Courtesy Coastline ProduceA pack and harvest crew works a broccoli field March 19 for Coastline Produce in Salinas, Calif.As vegetables started the spring transition out of desert growing regions, a modest bump in broccoli and cauliflower prices was expected. But overlapping production areas will keep volumes high on most items through March and into early April.
As Yuma, Ariz., and California’s Coachella and Imperial valleys winded down, some production was already underway by mid-March in Huron, Santa Maria and Salinas.
Ocean Mist Farms, Castroville, Calif., started in Huron March 17 on romaine hearts and leaf lettuce and March 19 on iceberg lettuce, about a week ahead of schedule.
“We began harvesting broccoli, cauliflower and spinach in Salinas March 17, and we’re going through the end of the month with those in Coachella,” said Art Barrientos, vice president of harvesting for Ocean Mist. “There’s plenty of overlap. Everybody’s in the same boat.”
But broccoli may be lighter than normal in the first two weeks of April. “Salinas is just so early that you’re going to see that gap, especially then,” Barrientos said.
By mid-March, Coastline Produce was already producing all of its broccoli and cauliflower in the Salinas Valley.
“Broccoli and cauliflower both came to a quick end in the desert,” Mark McBride, salesman at Salinas-based Coastline, said March 18. “It’s been warm for an awfully long time and that encourages rapid plant growth. The fields came on quickly and left a light spot. Those markets have perked up, both are $11 to $14.” He expects light broccoli supplies now to the first week of April.

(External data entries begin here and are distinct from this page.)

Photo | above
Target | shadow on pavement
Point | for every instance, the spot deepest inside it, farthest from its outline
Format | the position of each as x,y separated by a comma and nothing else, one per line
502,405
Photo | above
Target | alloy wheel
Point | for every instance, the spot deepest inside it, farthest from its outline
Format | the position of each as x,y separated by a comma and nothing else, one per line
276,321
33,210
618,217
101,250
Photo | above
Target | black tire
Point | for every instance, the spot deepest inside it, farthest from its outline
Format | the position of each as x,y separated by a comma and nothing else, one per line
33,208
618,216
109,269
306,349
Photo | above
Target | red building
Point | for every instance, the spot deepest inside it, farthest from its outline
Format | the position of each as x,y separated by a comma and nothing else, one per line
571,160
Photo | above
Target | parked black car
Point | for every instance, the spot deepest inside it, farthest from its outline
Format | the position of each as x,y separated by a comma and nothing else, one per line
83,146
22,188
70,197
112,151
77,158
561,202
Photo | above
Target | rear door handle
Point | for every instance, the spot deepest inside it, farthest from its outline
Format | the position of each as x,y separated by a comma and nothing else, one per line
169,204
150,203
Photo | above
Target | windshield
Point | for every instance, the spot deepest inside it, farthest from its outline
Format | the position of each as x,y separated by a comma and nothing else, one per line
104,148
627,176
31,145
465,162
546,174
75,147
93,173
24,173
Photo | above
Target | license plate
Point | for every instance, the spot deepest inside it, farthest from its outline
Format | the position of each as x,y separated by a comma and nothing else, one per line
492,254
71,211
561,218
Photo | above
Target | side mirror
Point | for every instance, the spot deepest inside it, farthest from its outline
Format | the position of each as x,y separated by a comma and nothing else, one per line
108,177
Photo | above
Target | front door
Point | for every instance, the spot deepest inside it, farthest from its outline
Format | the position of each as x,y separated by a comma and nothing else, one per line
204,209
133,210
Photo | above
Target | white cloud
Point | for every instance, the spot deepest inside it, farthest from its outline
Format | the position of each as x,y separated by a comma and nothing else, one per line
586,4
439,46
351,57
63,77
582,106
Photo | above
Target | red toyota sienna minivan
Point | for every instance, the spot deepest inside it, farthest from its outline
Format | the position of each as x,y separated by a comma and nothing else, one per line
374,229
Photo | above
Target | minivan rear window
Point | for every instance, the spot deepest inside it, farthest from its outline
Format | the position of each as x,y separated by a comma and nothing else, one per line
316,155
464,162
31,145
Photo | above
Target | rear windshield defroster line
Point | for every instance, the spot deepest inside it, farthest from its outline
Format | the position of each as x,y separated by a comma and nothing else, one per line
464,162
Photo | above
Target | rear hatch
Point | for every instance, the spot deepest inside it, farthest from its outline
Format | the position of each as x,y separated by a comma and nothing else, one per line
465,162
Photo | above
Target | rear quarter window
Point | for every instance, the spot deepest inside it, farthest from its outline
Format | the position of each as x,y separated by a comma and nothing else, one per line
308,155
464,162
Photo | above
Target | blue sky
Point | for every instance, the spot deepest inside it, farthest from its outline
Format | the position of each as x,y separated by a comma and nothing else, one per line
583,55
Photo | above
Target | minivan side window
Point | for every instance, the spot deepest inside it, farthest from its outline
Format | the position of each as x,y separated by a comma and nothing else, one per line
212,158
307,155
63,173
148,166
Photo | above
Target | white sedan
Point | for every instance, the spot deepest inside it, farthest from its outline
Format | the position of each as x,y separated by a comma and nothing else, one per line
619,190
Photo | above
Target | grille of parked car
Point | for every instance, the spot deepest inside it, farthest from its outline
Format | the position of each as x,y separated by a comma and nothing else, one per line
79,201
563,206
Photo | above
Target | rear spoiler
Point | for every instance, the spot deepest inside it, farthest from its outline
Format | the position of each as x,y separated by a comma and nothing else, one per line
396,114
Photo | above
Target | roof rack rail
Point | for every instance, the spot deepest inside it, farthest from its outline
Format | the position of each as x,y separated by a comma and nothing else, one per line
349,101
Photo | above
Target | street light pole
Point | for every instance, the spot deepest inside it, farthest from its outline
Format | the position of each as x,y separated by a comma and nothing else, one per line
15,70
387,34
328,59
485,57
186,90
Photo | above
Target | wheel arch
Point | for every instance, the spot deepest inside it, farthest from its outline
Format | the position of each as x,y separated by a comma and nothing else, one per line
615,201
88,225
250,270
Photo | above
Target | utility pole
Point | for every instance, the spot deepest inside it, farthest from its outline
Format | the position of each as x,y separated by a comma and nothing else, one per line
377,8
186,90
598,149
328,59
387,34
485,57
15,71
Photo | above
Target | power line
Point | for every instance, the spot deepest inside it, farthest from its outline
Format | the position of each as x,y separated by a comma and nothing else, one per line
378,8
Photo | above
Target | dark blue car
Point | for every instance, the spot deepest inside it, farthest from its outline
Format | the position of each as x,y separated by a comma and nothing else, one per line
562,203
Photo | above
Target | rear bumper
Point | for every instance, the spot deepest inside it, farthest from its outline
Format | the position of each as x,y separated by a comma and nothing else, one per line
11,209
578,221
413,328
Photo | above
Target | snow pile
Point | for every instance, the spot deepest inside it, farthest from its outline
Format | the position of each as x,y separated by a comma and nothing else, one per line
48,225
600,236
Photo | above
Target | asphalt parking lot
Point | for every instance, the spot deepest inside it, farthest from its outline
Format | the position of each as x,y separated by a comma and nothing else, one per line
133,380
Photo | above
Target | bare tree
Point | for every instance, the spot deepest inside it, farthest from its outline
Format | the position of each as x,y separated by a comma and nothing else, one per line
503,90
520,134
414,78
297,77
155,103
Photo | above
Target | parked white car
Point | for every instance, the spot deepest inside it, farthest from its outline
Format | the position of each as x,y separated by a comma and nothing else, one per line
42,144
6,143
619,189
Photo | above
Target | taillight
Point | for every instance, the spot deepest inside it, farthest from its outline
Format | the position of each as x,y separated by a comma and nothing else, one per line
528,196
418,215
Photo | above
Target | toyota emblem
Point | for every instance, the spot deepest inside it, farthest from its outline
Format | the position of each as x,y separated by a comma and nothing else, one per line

Broccoli in 20 pounds of crown cut shipped from Santa Maria for $10 to $13 on March 17, according to the U.S. Department of Agriculture, and up to $14.61 out of Salinas. Year-ago prices out of Santa Maria were $6.65 to $7.50; Salinas was $7 to $7.50.

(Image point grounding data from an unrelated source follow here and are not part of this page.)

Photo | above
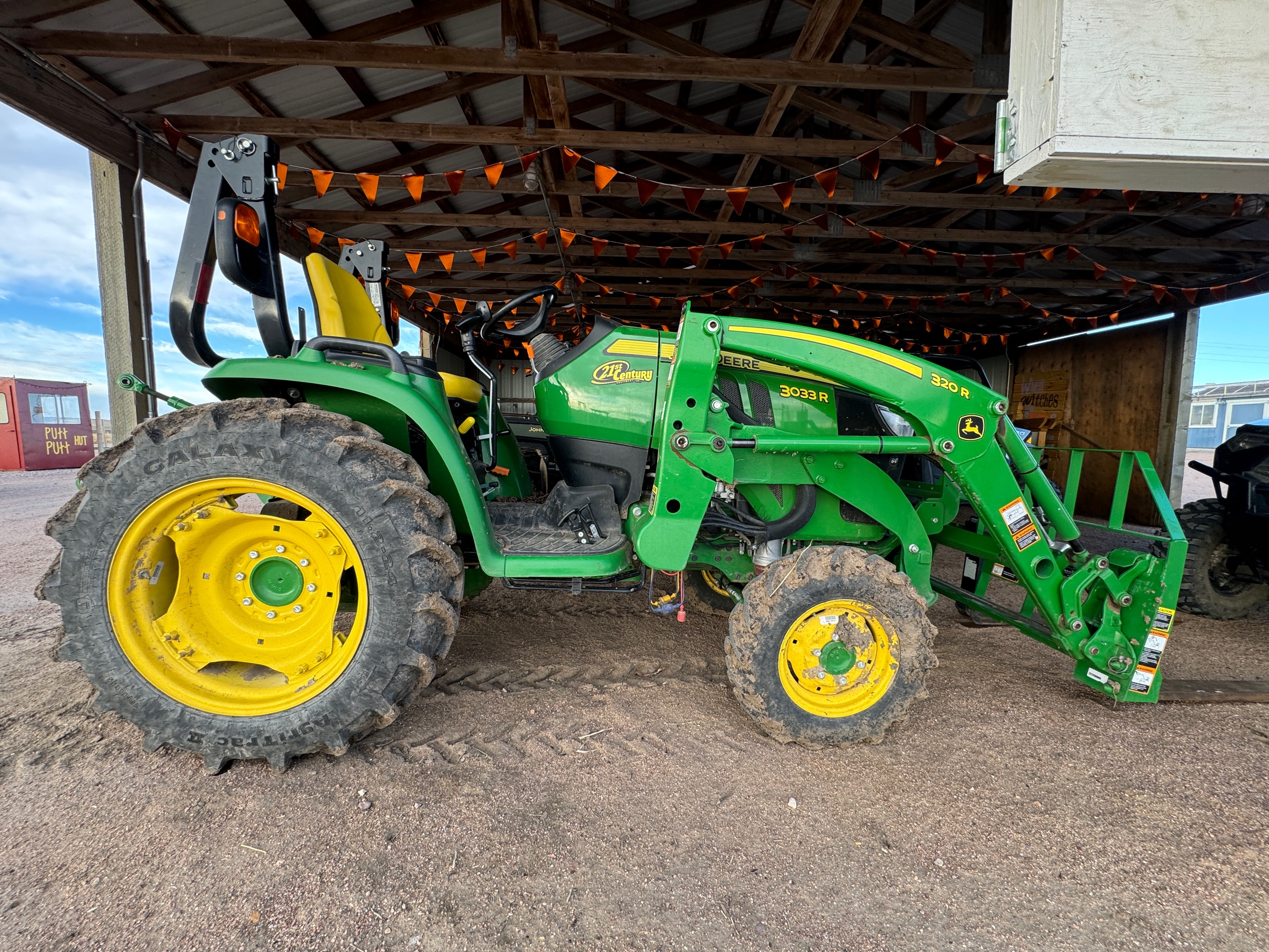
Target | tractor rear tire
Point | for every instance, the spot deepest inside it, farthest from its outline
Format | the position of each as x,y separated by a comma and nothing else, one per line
380,534
832,645
1207,587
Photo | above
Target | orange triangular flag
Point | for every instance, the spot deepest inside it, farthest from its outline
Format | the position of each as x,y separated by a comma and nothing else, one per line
414,186
603,176
370,185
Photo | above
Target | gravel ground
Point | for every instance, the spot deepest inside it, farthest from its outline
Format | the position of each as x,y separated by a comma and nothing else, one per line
583,779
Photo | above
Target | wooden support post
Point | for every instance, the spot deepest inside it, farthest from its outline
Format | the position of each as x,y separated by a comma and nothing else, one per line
1176,402
124,306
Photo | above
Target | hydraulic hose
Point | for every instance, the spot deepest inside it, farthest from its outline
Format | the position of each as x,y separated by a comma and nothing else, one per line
797,517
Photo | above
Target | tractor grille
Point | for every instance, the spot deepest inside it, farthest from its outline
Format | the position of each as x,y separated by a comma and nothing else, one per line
760,402
730,391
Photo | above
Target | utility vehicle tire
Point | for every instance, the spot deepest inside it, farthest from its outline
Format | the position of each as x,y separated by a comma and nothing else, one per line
1209,587
705,588
851,607
238,631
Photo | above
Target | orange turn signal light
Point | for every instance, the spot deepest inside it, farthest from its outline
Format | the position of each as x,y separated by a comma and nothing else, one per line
246,224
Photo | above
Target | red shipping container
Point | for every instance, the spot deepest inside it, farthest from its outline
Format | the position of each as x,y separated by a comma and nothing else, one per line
44,424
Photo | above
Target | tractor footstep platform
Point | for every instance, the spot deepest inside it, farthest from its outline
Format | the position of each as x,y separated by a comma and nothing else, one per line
573,521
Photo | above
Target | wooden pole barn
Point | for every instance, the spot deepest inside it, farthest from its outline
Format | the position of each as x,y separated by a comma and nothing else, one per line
815,162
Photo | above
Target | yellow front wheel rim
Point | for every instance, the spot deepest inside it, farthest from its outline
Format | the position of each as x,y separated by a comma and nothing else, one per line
839,659
230,611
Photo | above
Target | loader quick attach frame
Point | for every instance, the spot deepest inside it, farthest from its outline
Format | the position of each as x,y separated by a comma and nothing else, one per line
1111,614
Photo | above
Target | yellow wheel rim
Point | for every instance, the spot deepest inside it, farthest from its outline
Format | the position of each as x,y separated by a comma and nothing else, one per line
839,659
230,611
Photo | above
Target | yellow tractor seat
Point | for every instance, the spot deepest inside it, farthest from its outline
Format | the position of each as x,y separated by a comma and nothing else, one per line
463,388
344,309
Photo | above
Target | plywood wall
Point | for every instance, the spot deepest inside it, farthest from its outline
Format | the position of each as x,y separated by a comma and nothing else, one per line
1106,389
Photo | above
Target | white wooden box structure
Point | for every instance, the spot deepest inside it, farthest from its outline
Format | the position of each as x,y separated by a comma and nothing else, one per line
1167,96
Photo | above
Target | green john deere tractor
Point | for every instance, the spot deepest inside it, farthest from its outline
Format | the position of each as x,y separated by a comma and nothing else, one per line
276,573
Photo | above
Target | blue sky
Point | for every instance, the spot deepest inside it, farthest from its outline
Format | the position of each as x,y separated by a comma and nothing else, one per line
50,304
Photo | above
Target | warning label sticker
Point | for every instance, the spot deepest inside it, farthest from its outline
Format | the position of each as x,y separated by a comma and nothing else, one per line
1151,653
1019,523
1004,572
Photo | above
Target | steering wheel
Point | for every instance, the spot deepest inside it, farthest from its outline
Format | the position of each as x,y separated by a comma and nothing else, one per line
486,318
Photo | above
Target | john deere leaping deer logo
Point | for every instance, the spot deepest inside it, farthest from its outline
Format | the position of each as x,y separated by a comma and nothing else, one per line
971,427
620,372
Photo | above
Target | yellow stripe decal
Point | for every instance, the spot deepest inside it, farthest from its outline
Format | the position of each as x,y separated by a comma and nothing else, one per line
896,362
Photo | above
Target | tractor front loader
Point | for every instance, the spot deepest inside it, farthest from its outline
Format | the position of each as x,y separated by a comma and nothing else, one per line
276,573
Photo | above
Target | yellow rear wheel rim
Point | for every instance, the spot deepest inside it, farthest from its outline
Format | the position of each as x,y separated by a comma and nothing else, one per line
839,659
230,611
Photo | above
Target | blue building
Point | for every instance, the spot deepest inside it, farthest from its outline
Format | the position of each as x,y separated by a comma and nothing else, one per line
1219,409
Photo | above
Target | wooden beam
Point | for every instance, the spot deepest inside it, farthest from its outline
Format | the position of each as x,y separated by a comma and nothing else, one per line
223,77
531,63
284,129
693,226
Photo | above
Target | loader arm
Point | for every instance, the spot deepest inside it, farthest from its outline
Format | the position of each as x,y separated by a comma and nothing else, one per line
1098,610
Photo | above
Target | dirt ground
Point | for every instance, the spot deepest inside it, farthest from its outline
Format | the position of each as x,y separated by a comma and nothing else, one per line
582,777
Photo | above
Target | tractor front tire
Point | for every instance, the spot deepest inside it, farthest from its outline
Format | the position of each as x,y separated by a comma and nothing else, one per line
832,645
1209,587
242,631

Coastline Produce ended Imperial Valley celery in the second week of March, now packing in Oxnard. Other Imperial items will run to about April 1, as will iceberg lettuce out of Yuma. McBride expected another week of desert romaine and leaf lettuce, with Salinas starting close to April 1.

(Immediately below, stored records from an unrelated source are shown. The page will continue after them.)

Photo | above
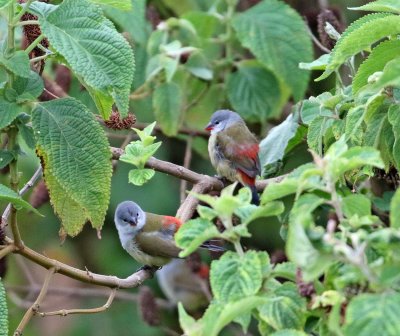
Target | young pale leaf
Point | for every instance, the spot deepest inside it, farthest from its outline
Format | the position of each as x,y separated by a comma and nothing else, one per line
395,210
373,314
356,204
3,311
316,132
167,107
355,40
270,26
28,89
93,48
77,159
254,91
8,112
125,5
219,315
18,63
233,277
194,233
380,6
376,61
272,148
284,308
9,195
140,176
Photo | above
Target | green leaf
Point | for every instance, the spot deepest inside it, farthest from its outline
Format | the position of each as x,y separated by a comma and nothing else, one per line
289,332
218,315
167,107
273,146
233,277
140,176
319,64
194,233
284,308
373,314
94,50
356,204
355,40
278,37
376,61
5,157
8,112
300,249
380,6
77,162
395,210
28,89
3,309
316,132
18,63
124,5
254,91
9,195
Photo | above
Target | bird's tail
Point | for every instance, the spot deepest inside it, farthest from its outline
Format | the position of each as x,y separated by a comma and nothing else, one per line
255,199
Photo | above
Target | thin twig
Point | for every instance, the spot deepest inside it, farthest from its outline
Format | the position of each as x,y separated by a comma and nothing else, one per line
317,42
186,164
35,307
65,312
25,188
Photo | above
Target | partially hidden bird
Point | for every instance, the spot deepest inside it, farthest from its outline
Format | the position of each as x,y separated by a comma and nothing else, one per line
233,150
147,237
180,283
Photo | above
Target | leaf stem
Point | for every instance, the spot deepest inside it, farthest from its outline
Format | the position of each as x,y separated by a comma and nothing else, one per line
22,12
34,43
14,180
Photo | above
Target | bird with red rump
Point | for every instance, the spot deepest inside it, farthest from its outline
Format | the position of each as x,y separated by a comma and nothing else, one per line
233,150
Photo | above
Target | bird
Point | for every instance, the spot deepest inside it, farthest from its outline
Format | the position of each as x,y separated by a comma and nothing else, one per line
147,237
233,150
180,283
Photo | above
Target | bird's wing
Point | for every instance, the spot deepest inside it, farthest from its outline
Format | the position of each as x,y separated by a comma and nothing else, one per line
157,244
238,145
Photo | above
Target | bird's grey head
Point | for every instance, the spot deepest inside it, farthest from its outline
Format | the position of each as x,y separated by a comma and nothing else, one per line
222,119
129,218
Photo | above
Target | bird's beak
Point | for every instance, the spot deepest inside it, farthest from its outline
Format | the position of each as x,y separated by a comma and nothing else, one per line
209,127
133,221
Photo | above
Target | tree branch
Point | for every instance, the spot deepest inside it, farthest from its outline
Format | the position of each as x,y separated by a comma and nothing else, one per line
65,312
34,308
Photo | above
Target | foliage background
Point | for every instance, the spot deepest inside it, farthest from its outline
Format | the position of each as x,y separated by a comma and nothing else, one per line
161,195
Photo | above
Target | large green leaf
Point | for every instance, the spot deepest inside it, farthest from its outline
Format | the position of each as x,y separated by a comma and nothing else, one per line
278,37
376,61
9,195
233,277
95,51
254,91
77,162
3,311
381,6
273,146
284,308
373,314
356,40
167,107
124,5
195,232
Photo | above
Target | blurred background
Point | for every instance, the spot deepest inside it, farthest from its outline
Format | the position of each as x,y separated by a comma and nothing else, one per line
161,195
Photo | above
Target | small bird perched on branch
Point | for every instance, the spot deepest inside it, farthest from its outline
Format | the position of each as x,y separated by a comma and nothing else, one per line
147,237
233,150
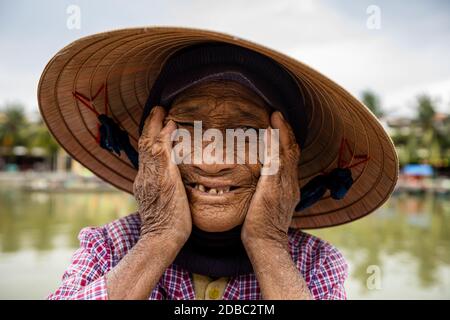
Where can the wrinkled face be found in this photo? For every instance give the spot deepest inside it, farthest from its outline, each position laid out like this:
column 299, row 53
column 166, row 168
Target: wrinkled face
column 219, row 194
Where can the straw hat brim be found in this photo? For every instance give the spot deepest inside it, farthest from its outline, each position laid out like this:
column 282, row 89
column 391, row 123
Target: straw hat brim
column 129, row 60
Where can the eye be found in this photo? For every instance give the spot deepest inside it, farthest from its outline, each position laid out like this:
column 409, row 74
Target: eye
column 245, row 128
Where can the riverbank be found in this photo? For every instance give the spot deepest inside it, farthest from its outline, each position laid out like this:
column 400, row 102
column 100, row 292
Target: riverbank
column 35, row 181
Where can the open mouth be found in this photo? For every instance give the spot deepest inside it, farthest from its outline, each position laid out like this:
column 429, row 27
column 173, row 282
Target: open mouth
column 212, row 190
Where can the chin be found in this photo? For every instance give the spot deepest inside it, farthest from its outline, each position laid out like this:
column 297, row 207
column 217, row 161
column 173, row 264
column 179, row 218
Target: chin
column 215, row 219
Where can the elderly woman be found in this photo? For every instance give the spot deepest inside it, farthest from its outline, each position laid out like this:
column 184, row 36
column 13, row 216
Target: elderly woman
column 212, row 229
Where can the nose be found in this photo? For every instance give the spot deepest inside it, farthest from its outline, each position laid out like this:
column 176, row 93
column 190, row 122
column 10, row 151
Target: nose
column 213, row 164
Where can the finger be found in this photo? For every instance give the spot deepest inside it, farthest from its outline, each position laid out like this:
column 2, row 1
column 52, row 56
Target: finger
column 271, row 160
column 165, row 136
column 153, row 124
column 287, row 136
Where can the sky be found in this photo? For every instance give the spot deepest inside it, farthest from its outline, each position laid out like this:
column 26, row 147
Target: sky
column 399, row 49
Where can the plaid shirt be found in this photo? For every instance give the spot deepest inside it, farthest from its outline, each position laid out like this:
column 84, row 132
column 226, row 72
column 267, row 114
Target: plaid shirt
column 321, row 265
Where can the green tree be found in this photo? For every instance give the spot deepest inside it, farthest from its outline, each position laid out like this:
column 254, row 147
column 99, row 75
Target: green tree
column 372, row 101
column 12, row 125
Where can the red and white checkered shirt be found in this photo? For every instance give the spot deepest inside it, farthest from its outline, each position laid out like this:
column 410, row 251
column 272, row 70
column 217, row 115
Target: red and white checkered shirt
column 322, row 266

In Santa Maria, Pacific International Marketing planned to start iceberg lettuce March 21, said Henry Dill, sales manager.
“The biggest adjustment has been that the weather is so mild a lot of the products we have in Santa Maria are 10 to 12 days ahead of the planned start,” Dill said. That includes leaf lettuce, spinach and romaine hearts, which began March 5.
“In a poor market situation, that’s made for a tough start,” he said. “It’s been a challenge having the desert product still coming on and trying to get started in Santa Maria.”
Pacific International grows broccoli and cauliflower year-round in Santa Maria. Dill reports good quality on vegetables grown there.
Compared to about 30 frost days last year in Yuma, he said, there were just a few this year. “These winters were two extremes,” he said.